I often try to avoid “everyone’s doing it” internet chains, but since Frank challenged me to name my six favorite songs, I’ll bite (I have a complex rationalization for why I’d participate in this one, but not others — but I can’t imagine that you’re interested).
Six favorites. That’s tough, given the sheer quantity of tune-age that’s flowed around me over the past skillion years. I have to pick something by Bruce Springsteen, so in a semi-arbitrary pick from among equally beloved selections, I’ll call “Badlands.” I have to pick something from the soul singles that first beguiled me into listening to AM radio; I thought I could pick something by the Supremes, or Gladys Knight and the Pips, to get an early start on gender balance, but for honesty’s sake I think I have to go off the Motown label to name Ray Charles’s “What’d I Say.” That’s not one of the songs that hooked me on the radio, but it’s a classic. I’m calling a dead heat for post-Beatles John Lennon’s “Instant Karma” and George Harrison’s “My Sweet Lord,” both powerful songs that came to me at an impressionable time (count only as one).

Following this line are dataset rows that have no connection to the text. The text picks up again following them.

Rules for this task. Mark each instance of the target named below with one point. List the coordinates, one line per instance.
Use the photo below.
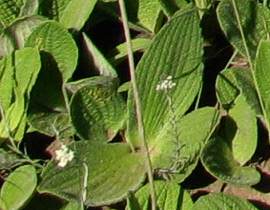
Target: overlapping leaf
(231, 82)
(97, 110)
(18, 188)
(176, 52)
(19, 77)
(218, 159)
(244, 139)
(262, 77)
(170, 196)
(222, 201)
(52, 38)
(72, 14)
(105, 172)
(254, 21)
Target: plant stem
(250, 61)
(138, 103)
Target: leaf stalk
(138, 104)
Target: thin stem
(249, 59)
(138, 103)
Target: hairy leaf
(261, 73)
(218, 159)
(170, 196)
(177, 150)
(254, 20)
(174, 57)
(231, 82)
(102, 66)
(18, 188)
(222, 201)
(97, 110)
(105, 172)
(244, 141)
(52, 38)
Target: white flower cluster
(165, 84)
(63, 156)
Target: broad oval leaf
(14, 36)
(217, 201)
(174, 58)
(254, 20)
(97, 110)
(177, 150)
(18, 188)
(99, 62)
(244, 141)
(15, 94)
(144, 12)
(52, 38)
(50, 123)
(233, 81)
(100, 174)
(76, 13)
(218, 159)
(9, 11)
(262, 76)
(170, 196)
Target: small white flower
(165, 84)
(63, 156)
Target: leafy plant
(76, 132)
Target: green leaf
(215, 201)
(20, 29)
(218, 159)
(254, 20)
(99, 61)
(47, 95)
(15, 93)
(107, 171)
(175, 52)
(178, 147)
(97, 110)
(169, 6)
(9, 10)
(138, 44)
(72, 14)
(76, 13)
(144, 12)
(170, 196)
(231, 82)
(8, 160)
(29, 8)
(18, 188)
(52, 38)
(50, 123)
(244, 141)
(14, 36)
(261, 74)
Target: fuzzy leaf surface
(170, 197)
(18, 188)
(176, 51)
(244, 141)
(178, 148)
(254, 20)
(262, 77)
(111, 171)
(102, 66)
(218, 159)
(97, 110)
(215, 201)
(233, 82)
(52, 38)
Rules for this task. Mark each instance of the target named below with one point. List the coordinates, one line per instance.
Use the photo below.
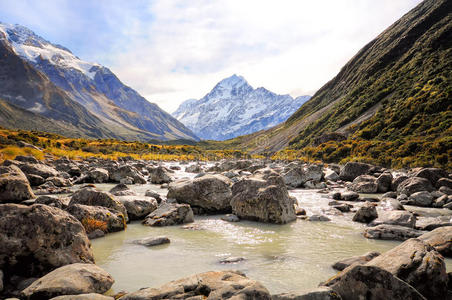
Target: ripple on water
(287, 257)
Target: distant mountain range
(393, 96)
(233, 108)
(45, 87)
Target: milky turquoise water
(290, 257)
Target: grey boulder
(70, 280)
(209, 285)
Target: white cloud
(286, 46)
(172, 50)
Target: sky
(173, 50)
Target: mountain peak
(234, 108)
(232, 82)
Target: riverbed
(290, 257)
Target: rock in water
(370, 282)
(263, 197)
(440, 239)
(351, 170)
(417, 263)
(98, 175)
(153, 241)
(362, 259)
(14, 185)
(170, 214)
(90, 296)
(413, 185)
(160, 175)
(138, 207)
(395, 217)
(37, 239)
(391, 232)
(366, 213)
(93, 197)
(122, 189)
(209, 285)
(39, 169)
(384, 182)
(70, 280)
(212, 193)
(364, 184)
(321, 293)
(98, 217)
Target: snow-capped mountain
(93, 86)
(234, 108)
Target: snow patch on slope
(234, 108)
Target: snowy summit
(233, 108)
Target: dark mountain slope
(395, 90)
(24, 87)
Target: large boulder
(59, 181)
(72, 279)
(159, 175)
(211, 193)
(297, 175)
(391, 232)
(97, 217)
(413, 185)
(361, 260)
(263, 197)
(294, 177)
(90, 296)
(209, 285)
(93, 197)
(366, 213)
(431, 174)
(384, 182)
(397, 181)
(39, 169)
(423, 198)
(98, 175)
(14, 186)
(446, 182)
(351, 170)
(1, 281)
(364, 184)
(320, 293)
(121, 189)
(169, 214)
(440, 239)
(395, 217)
(58, 202)
(37, 239)
(138, 207)
(195, 168)
(28, 159)
(124, 171)
(417, 263)
(370, 282)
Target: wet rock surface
(209, 285)
(371, 282)
(14, 185)
(263, 197)
(417, 263)
(211, 193)
(170, 214)
(37, 239)
(69, 280)
(362, 259)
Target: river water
(291, 257)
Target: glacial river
(290, 257)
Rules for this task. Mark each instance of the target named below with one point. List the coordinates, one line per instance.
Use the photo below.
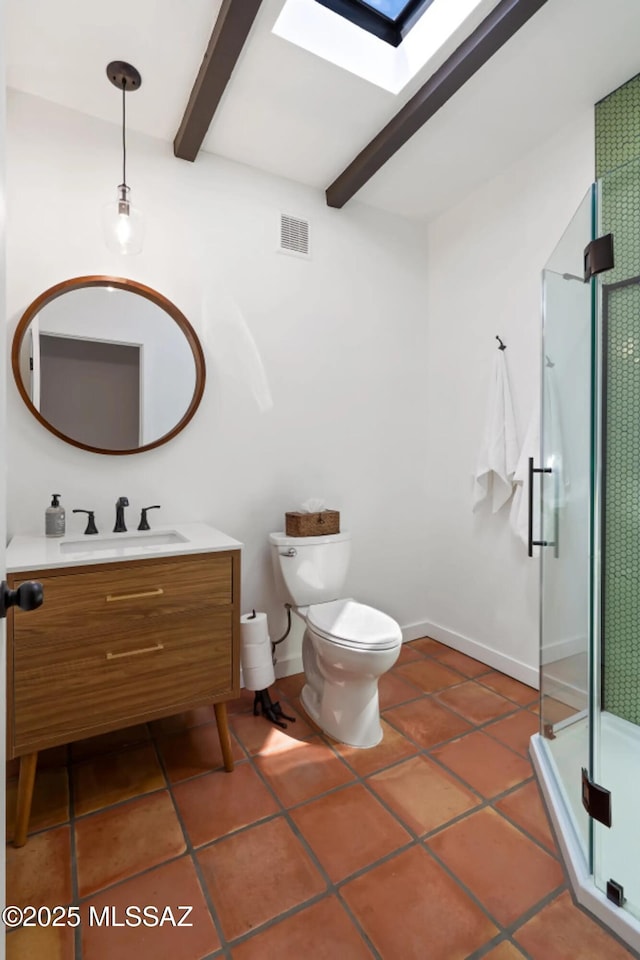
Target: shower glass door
(562, 517)
(616, 652)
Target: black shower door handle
(540, 543)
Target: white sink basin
(122, 542)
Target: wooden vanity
(119, 643)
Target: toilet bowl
(347, 645)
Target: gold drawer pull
(134, 596)
(134, 653)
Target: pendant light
(122, 223)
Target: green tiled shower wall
(617, 125)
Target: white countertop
(39, 553)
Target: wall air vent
(294, 236)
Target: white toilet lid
(352, 624)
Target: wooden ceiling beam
(499, 26)
(227, 40)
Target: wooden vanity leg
(223, 733)
(26, 780)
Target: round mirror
(108, 365)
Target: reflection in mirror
(108, 365)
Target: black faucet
(121, 503)
(144, 523)
(91, 522)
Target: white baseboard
(569, 693)
(473, 648)
(287, 666)
(564, 648)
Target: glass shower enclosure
(586, 528)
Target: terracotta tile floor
(432, 846)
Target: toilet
(347, 645)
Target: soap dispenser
(54, 518)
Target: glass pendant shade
(123, 224)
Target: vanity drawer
(99, 601)
(118, 678)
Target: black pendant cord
(124, 140)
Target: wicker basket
(312, 524)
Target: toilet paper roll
(254, 630)
(255, 652)
(258, 678)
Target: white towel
(519, 516)
(498, 455)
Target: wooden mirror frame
(132, 286)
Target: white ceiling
(290, 113)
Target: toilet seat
(353, 625)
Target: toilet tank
(315, 572)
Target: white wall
(341, 339)
(485, 261)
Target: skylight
(389, 8)
(389, 20)
(432, 30)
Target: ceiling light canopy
(122, 223)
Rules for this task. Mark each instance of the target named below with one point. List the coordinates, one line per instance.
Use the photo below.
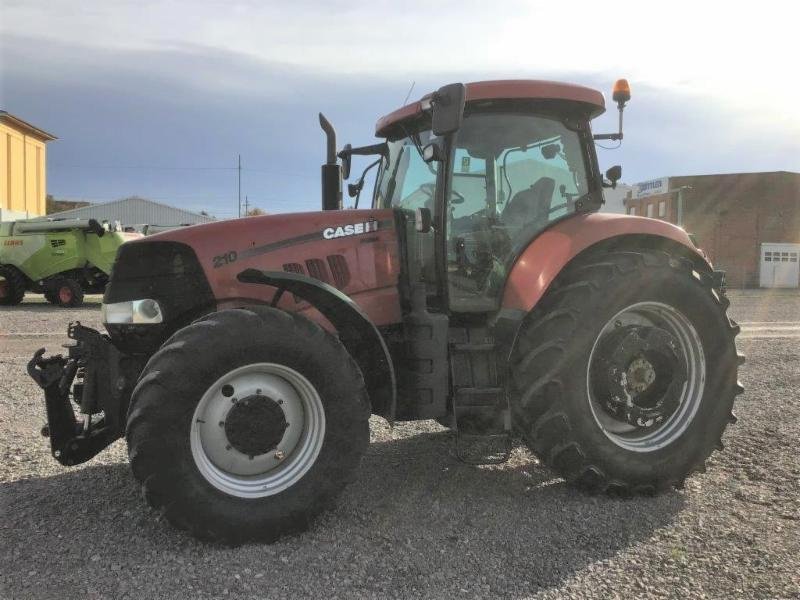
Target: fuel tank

I owe Elvis Costello a pick; his Imperial Bedroom and King of America are my favorite albums of his, but the one song I put forward will be “Man Out of Time.” The Who: “Pure and Easy.” Michelle Shocked, “Holy Spirit,” from the Victoria Williams tribute album. There, that’s six (sort of).
That leaves out too much: the Indigo Girls, “Power of Two” (coming out ahead because all of Rites of Passage weighs so equally); the Pogues’ “Fairytale of New York”; Bob Dylan, goodness gracious, uh,“Tangled Up in Blue” (or “Buckets of Rain”); Billy Bragg, “Waiting For the Great Leap Forward”; Kirsty Maccoll, “Walking Down Madison” (though since her death, “Soho Square” resonates especially sadly); Rev. F. C. Barnes and Rev. Janice Brown, “Rough Side of the Mountain”; I eliminated Charles Mingus’s “Goodbye Pork Pie Hat” as not a “song” in the sense of the assignment; likewise Philip Glass’s “Koyanisqaatsi.” Of course, U2’s “Gloria.” The Kinks — hmmm, “Misfits”? Joni Mitchell, “Hejira”? The Jam, “That’s Entertainment” (the version from the album release, not the demo that often appears on greatest-hits compilations). The Stones: I think I’ll nominate “Can’t You Hear Me Knocking,” since it draws on a variety of their strengths, but my first Stones song back in the day was “Jumping Jack Flash.” Talking Heads, “The Great Curve.”
And there’s so much more. Ask me again.
I am in total agreement with your Jam selection. The Sound Affects version is far superior!
Frank, what are you doing awake at two in the morning on a Tuesday Wednesday morning?